Grandkids visit

The Michigan grandchildren had one question when their grandfather came to pick them up for a summer visit, “Do you have any toys at your house?”
He assured them that we had lots of toys at our house. As my househusband, he wasn’t worried about toys, he had a list of ‘things-to-do’ with the grandchildren while I slave over a computer at work.
Within minutes of entering our house, they found the toys and stripped the shelves free of them.
With no parents around to buffer the responsibility, my husband and I quickly realized anew how much time and energy it takes to live with children.
I missed most of the energy sapping fun. My house husband cooked breakfasts, supervised pick-up times and shuttled them back and forth to the swimming pool and Vacation Bible School during the week. In between he worked in science lessons with the bugs of summer and math lessons at the department store.
Having children re-charged my domestic button. I pulled out material I had picked up at garage sales thinking I might be able to use it in making quilts and decided it looked like material for little girls dresses. I found an old pattern and asked the girls which printed material they would choose for a sun dress.
They chose. I sewed. The oldest told me what the dresses needed to make them really pretty. I made adjustments and – after a couple nights with very little sleep – I finished the last seam and sewed on the last button.
Saturday morning I finally had all day at home. I pulled out the mixer, the flour, sugar, eggs and baking soda to make cookies.
I knew it was going to be an interesting morning when one of the girls asked me, “what’s that?” pointing to the mixer.
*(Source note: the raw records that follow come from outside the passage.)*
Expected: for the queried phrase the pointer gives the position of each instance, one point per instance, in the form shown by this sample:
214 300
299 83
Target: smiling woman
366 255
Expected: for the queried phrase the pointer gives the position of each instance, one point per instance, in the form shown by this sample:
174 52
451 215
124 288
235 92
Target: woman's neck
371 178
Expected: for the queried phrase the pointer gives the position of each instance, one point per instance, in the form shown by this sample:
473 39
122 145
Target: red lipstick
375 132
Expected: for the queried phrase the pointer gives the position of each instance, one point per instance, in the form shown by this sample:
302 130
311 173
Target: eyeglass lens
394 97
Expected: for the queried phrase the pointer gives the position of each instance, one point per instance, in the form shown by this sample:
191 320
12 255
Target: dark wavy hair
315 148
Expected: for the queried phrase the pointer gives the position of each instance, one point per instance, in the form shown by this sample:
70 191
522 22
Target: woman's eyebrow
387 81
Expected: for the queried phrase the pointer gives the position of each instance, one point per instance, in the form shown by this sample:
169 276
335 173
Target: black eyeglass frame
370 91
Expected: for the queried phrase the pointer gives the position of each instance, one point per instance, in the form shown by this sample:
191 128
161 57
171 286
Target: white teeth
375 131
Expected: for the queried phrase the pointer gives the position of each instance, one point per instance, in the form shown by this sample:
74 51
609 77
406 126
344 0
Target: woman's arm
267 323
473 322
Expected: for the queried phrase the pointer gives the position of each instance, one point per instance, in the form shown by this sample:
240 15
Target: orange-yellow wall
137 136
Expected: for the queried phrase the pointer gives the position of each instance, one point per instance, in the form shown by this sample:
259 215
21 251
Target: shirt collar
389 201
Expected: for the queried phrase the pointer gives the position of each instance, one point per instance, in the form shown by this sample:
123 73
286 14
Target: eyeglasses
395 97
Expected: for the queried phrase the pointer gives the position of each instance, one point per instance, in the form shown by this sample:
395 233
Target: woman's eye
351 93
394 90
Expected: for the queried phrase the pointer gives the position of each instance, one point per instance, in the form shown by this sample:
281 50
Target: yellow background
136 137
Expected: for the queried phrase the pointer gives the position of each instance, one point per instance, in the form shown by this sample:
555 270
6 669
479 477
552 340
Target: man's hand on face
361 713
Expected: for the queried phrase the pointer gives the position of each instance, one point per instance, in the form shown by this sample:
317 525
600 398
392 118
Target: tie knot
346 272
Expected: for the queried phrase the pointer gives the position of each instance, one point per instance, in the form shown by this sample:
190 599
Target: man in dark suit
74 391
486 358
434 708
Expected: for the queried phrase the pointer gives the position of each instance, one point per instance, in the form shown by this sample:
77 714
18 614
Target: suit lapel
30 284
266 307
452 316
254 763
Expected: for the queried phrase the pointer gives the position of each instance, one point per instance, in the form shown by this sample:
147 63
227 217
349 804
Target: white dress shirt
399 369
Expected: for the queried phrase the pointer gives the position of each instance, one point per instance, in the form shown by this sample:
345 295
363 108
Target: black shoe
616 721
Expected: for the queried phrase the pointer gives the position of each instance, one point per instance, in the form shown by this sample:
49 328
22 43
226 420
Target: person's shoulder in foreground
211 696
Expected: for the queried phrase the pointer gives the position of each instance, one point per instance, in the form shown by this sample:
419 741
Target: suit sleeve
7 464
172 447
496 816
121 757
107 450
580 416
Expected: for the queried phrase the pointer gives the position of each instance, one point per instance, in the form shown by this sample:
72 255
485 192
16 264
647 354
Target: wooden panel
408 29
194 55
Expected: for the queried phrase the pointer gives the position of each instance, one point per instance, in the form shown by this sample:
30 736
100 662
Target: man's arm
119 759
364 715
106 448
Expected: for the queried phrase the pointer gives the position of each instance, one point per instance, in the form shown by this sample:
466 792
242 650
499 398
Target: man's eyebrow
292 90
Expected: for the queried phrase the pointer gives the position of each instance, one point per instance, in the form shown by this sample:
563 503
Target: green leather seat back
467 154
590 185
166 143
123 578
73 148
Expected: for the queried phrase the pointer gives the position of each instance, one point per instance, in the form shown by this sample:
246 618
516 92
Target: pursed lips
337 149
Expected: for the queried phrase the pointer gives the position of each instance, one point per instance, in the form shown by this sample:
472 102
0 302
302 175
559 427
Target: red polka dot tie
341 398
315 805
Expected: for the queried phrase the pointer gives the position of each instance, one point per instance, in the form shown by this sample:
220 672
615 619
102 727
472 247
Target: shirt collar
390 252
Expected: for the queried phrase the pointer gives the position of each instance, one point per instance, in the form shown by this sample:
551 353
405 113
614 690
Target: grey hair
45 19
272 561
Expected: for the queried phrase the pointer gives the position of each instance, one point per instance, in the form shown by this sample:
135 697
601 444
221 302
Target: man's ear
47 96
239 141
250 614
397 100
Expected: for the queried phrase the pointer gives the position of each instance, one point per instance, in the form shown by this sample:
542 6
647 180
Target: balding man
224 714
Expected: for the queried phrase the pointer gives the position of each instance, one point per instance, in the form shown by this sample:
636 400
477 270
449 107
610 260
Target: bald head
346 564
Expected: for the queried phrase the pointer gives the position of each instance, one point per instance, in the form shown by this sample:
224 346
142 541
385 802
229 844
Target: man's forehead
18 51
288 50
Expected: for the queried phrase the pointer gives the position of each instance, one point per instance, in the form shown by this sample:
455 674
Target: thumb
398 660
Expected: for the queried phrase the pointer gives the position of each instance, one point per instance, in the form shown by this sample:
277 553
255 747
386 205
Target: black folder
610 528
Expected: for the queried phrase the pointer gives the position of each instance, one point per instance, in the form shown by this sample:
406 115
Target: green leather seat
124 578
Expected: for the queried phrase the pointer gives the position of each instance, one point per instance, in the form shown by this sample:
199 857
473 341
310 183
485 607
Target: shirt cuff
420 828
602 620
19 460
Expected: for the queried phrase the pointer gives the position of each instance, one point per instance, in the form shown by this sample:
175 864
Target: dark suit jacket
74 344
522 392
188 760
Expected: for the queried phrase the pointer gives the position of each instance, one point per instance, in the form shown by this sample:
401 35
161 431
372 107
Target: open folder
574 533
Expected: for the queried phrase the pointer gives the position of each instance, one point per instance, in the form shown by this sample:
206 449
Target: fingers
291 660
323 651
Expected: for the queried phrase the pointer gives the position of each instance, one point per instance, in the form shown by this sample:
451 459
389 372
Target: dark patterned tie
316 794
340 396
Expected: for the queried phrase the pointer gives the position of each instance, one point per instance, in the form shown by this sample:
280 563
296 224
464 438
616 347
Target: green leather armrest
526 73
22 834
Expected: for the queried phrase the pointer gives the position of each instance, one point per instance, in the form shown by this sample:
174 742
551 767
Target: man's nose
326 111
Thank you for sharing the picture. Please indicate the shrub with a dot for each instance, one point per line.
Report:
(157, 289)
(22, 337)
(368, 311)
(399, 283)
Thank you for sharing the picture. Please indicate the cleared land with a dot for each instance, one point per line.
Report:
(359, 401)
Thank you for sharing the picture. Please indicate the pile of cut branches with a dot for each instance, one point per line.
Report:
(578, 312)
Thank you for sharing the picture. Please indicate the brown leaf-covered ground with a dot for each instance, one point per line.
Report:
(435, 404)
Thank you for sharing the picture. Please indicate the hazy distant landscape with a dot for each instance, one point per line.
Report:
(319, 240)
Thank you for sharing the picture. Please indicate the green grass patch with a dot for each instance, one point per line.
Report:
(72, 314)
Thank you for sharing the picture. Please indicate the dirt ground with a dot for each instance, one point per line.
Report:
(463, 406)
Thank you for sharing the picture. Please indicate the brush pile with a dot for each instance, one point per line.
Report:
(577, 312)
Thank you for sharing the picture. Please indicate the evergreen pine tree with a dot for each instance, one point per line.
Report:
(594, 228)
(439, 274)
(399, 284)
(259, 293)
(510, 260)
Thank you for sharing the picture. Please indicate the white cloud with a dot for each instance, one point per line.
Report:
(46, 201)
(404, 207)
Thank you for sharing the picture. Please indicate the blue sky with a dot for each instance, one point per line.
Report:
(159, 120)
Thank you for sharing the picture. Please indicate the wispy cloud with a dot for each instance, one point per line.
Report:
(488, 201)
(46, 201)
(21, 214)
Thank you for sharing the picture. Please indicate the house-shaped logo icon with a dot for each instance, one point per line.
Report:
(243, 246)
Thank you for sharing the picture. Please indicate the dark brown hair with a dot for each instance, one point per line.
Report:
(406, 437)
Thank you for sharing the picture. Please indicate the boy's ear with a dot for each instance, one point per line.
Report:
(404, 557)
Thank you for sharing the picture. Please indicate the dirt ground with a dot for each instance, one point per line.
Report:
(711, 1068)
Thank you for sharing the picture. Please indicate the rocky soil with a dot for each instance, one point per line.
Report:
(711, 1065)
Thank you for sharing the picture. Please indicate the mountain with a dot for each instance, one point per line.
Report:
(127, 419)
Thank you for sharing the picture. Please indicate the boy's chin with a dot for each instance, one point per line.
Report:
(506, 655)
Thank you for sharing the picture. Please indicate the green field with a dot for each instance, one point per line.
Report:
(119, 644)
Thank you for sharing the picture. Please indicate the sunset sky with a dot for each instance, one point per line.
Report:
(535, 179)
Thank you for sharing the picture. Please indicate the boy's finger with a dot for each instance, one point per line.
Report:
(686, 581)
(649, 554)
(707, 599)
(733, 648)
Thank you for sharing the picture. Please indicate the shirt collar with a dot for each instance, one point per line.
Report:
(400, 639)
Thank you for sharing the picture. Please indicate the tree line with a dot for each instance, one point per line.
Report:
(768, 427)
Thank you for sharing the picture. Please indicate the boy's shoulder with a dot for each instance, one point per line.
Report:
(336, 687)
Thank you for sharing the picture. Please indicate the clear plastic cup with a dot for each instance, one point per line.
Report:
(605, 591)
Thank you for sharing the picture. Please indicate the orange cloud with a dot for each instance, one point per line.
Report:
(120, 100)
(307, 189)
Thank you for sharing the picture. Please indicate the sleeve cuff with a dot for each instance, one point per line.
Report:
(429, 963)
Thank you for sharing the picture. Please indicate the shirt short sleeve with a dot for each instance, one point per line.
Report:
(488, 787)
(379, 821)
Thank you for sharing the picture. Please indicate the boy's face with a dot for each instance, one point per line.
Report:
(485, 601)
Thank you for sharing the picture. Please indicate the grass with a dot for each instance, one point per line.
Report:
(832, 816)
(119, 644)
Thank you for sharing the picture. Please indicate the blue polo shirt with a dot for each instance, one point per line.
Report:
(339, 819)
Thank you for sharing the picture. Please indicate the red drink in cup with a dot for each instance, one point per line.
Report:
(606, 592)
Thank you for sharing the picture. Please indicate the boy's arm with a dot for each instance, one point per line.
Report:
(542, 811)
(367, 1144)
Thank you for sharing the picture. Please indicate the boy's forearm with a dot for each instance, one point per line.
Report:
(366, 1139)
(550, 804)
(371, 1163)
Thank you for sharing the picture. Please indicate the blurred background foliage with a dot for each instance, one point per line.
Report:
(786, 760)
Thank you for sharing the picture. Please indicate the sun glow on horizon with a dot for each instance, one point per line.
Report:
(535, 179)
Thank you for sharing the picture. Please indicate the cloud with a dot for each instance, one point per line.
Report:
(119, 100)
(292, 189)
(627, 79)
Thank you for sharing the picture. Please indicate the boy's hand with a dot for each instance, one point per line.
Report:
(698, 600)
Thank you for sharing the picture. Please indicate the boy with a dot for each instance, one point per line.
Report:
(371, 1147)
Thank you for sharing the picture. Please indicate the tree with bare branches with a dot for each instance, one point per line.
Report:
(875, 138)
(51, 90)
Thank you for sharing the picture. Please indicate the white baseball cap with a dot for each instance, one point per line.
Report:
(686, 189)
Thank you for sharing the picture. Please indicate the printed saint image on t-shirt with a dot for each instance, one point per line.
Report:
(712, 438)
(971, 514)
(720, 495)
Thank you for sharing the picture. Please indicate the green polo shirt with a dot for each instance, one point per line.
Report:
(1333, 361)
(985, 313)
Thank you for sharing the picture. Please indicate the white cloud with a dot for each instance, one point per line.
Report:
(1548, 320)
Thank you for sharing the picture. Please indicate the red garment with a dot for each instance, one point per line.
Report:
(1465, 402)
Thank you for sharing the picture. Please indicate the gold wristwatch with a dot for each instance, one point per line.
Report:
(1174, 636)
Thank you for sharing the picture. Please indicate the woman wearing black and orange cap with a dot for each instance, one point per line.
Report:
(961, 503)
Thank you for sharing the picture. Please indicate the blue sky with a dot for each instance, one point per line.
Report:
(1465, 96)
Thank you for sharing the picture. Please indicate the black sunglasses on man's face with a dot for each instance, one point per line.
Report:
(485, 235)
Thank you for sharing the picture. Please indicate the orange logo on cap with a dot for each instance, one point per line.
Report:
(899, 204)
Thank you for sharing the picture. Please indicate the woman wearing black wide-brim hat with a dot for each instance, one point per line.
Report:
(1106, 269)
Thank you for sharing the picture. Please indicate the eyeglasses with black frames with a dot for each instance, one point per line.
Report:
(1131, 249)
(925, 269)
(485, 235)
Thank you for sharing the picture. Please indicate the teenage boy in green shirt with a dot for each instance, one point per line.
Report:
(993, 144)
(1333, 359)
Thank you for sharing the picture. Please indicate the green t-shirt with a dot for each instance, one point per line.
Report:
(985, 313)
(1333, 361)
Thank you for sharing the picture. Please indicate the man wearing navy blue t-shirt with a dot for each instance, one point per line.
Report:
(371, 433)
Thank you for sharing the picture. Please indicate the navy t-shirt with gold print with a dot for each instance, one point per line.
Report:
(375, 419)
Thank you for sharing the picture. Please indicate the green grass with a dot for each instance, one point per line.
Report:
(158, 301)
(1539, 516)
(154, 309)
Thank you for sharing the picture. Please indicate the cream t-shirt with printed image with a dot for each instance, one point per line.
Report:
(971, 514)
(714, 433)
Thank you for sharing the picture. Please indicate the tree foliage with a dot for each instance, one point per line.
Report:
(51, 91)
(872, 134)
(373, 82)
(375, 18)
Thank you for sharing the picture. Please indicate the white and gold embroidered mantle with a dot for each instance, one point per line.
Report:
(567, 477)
She thought all hot, fresh cookies came from slice and bake tubes of cookie dough.
“A mixer.”
“What’s it for?”
“We use it to mix up the ingredients for cookies.” I held it over the bowl and turned it on.
“Cool! I wanna do that.”
I handed her an apron and we began. She packed brown sugar into the measuring cup three times before I declared it full enough to dump. The first egg she added to the bowl crumbled in her hands. The next one I showed her how to open like a box. She got the hang of that ‘cool’ mixer quickly as we whipped up a batch of chocolate chip cookies. Her sisters followed with rich chocolate cookies and oatmeal cookies.
Everyone ate cookie dough and tested fresh homemade cookies. The math lesson of the day was that three dips of the 1/3 cup measuring cup would exactly fill the one cup scoop.
”Cool!” our astute observer said.
For science each analyzed the eggs: The first thought they were messy and gooey and shrank from touching them. The second wanted to touch them and the third just looked and smiled.
Cooking, math and science lessons done for the day, they disappeared while I hosed down the kitchen.
They were so quiet that I walked through the house looking for them. I found the youngest in the living room playing with the dolls in a story she made up. The middle sister had taken over their bedroom with building blocks; and the oldest camped in our bedroom between the fragile Victorian wooden doll house and the sturdy, modern plastic doll house moving furniture and dolls from one house to the other as needed.
They had found the toys – and many other things – at grandpa’s house.